TRU-6 is the hand you send into the fire when the fire is a resonant anomaly locked inside an artifact that defies every scientific framework.
Their specialty isn’t just retrieval—it’s containment, transport, and ensuring the payload arrives in Fort Resonance’s Omega-Black vault unchanged by the journey.
Every member is trained to treat artifacts as both sleeping predators and delicate treasures, threading the line between security and preservation.
A single misstep could destabilize a pulse corridor, trigger an uncontrolled bleed, or turn the carrier itself into a hazard.
That’s why TRU-6 doesn’t take chances—they take procedures and turn them into reflexes.

Lt.
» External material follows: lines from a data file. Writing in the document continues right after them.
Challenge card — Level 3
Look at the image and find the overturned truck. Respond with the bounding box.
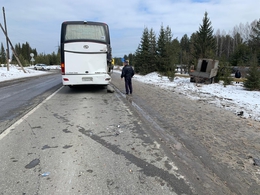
[189,58,219,83]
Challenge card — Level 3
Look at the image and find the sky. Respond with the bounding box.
[0,0,260,57]
[0,66,260,122]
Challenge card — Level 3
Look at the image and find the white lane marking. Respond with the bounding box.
[0,86,64,140]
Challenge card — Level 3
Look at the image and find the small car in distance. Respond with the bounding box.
[34,64,50,70]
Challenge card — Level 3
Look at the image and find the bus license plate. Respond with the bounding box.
[82,77,93,81]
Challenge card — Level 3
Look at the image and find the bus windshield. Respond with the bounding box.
[65,24,107,42]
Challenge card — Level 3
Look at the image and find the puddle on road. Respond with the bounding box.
[42,145,58,150]
[25,159,40,169]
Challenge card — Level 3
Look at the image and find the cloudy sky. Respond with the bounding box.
[0,0,260,57]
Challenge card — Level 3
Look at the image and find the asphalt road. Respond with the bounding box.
[0,73,260,195]
[0,74,192,195]
[0,70,61,133]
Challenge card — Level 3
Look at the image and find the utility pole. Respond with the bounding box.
[0,23,26,73]
[3,7,10,71]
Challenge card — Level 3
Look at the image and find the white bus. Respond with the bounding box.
[60,21,112,87]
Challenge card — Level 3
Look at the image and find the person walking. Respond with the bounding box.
[235,70,241,83]
[121,60,135,95]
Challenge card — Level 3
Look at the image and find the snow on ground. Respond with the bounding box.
[0,64,60,82]
[114,70,260,121]
[0,66,260,121]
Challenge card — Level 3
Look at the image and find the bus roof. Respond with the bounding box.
[62,21,107,25]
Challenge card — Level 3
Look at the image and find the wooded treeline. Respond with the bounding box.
[116,12,260,74]
[0,42,60,66]
[115,12,260,90]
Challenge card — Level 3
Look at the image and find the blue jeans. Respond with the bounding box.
[125,77,133,94]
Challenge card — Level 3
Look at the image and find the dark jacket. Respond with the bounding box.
[235,70,241,78]
[121,65,135,78]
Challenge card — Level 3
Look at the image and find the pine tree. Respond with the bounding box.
[194,12,216,58]
[244,55,260,90]
[134,28,149,74]
[0,43,6,64]
[149,29,157,73]
[157,26,169,73]
[249,19,260,64]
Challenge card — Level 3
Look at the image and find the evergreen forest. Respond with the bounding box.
[0,12,260,90]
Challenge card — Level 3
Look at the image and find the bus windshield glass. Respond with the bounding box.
[65,24,107,42]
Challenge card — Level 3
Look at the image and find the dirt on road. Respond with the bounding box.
[112,73,260,195]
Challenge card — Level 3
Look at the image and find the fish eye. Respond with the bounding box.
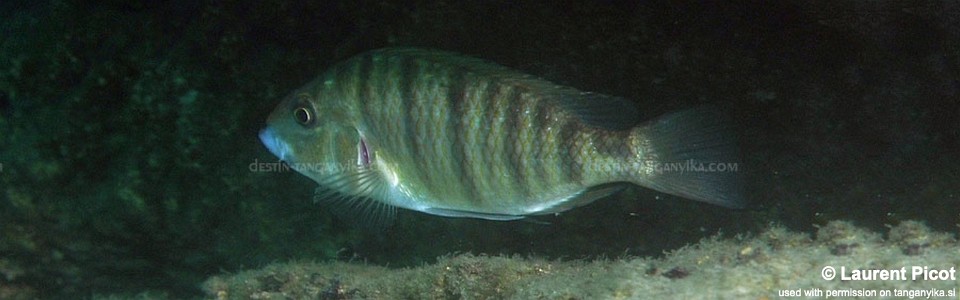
[293,94,317,126]
[293,105,315,126]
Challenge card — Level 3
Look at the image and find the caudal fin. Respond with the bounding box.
[635,106,744,208]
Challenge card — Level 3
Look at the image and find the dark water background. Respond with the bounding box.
[0,1,960,298]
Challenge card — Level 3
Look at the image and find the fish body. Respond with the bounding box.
[260,48,741,220]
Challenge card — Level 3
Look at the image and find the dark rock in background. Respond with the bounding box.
[0,1,960,298]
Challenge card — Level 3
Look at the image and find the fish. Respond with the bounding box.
[259,47,743,220]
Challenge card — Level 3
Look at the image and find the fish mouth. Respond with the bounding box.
[259,127,290,161]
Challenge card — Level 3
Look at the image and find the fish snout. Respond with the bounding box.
[259,127,290,161]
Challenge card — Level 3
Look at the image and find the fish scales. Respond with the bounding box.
[261,48,739,220]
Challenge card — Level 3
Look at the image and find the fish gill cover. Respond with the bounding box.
[0,1,960,299]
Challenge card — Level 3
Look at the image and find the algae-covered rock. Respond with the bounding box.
[204,221,960,299]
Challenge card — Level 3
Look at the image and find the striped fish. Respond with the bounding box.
[260,48,741,220]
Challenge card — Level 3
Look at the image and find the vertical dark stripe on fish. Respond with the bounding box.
[396,57,429,184]
[498,85,530,198]
[559,119,584,183]
[354,54,380,125]
[446,69,482,199]
[528,98,557,189]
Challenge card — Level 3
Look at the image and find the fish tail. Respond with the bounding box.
[625,106,744,207]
Kael Serin — “Courier”

The calm in the storm, Kael Serin handles artifacts as if he were defusing a breathing bomb.
With pale skin, a neatly trimmed beard, and graphite-gray eyes, he wears layered transport armor reinforced with resonance shielding, each panel calibrated to dampen pulses before they reach the carrier’s body.
His history in the Black Mars Reclamation Zone reads like a list of impossible extractions—payloads no one should have moved, yet somehow arrived intact.
Kael has a near-ritualistic respect for chain-of-custody; in his world, paperwork isn’t bureaucracy—it’s a shield against chaos.
Team members know when he says don’t touch, it’s not a suggestion, it’s survival.
While others feel the pressure of moving objects that hum with alien resonance, Kael’s heartbeat barely changes, his mind already running three steps ahead to ensure the vault doors close behind them.
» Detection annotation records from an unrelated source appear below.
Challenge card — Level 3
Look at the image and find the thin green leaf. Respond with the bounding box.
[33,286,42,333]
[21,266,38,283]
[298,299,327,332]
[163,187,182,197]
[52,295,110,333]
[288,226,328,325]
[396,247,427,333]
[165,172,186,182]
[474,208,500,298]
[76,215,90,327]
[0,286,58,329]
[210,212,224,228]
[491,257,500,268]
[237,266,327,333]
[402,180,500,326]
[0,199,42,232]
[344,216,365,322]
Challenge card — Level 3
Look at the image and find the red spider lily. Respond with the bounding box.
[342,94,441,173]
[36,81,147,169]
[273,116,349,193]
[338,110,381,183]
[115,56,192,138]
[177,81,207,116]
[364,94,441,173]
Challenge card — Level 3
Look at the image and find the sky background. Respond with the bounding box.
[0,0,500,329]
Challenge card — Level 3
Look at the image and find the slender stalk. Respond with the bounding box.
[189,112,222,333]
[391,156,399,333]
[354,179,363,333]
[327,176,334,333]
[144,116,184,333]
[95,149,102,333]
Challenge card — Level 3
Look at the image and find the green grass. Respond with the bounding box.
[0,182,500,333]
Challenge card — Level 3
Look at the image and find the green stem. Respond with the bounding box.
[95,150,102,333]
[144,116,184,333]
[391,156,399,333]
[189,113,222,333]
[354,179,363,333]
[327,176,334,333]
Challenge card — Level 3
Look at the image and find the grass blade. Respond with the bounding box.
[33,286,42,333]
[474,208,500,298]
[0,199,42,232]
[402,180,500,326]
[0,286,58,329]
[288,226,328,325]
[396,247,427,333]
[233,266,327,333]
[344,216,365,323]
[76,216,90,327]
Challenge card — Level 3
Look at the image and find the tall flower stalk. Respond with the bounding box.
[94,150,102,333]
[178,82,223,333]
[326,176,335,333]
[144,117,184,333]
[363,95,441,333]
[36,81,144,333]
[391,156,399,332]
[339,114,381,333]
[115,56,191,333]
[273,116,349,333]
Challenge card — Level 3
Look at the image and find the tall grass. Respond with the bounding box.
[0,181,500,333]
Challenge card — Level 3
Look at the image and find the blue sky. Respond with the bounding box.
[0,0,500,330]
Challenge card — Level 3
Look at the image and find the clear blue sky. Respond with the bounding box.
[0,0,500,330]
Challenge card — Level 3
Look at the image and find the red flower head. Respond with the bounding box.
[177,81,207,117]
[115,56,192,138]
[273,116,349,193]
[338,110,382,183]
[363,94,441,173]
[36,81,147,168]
Spec. Lira Omven — “Cradle”

If Kael moves the impossible, Lira Omven makes sure it stays possible to move.
Short and sharp-featured, her violet-tinted lenses hide eyes constantly scanning micro-readouts while a data slate mounted to her forearm streams containment telemetry.
Her background in reactive case engineering means she can design a secure housing for an artifact in the middle of a crumbling corridor.
Lira treats every object as though it has moods—angry, dormant, restless—and shapes her containment approach accordingly.
Her adaptive cases have survived quantum surge spikes, dimensional bleed, and one incident still classified above Omega-Black.
She is quiet in the field, her voice reserved for critical adjustments: “Hold. Lower temperature three degrees. Now.” And when she says it, everyone listens.
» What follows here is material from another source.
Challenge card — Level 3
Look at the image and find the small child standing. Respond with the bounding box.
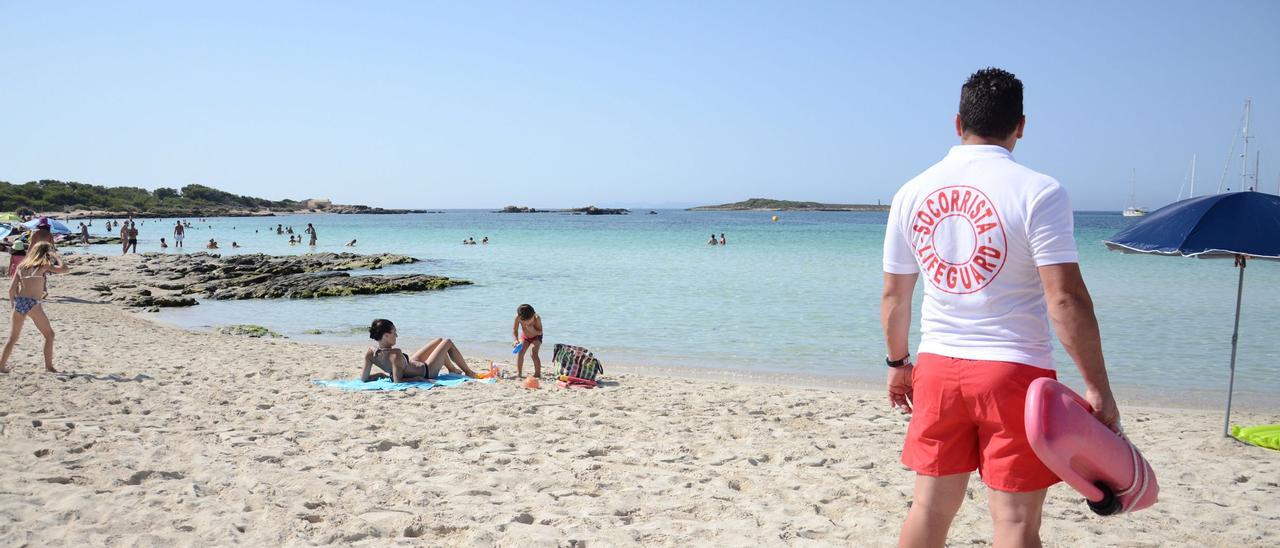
[511,305,543,378]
Cpl. Janek Brul — “Latchkey”

A man built like the vault doors he guards, Janek Brul is tall, broad-shouldered, and always positioned between the artifact and anything that could threaten it.
His armor is lined with vault glyphs, each one a protective measure against resonance interference.
Once part of the elite EarthCore Diplomatic Guard, Janek transitioned to TRU-6 because artifacts, unlike politicians, could not be bargained with—they had to be secured.
His role in the chain-of-custody is absolute: nothing touches the artifact without his authorization, and every second of its journey is logged.
Janek has a quiet intensity, rarely wasting words, but when he raises his voice, it cuts through chaos like a blade.
More than once, he has been the last line of defense between a rogue retrieval attempt and an irreplaceable Omega-Black asset.

Pvt. Elsha Reys — “Slip”

The youngest in the unit, Elsha Reys is also the fastest—both in reflex and decision-making.
Slim, with uneven bangs and sharp, darting eyes, she wears pulse-tuned boots and motion-sensitive gloves that allow her to feel distortions in the field like changes in air pressure.
Her role is to scout artifact sites ahead of containment, mapping the invisible edges where pulse interference turns from harmless to lethal.
If she flinches, the team knows to step back—fast.
Many mistake her for impulsive, but her risk assessments are lightning-quick calculations honed by field survival.
She has aborted extractions seconds before an artifact’s pulse spiked, saving the entire team from collapse events.
To Elsha, hesitation is the real danger, and she moves with the certainty of someone who knows just how fast things can go wrong.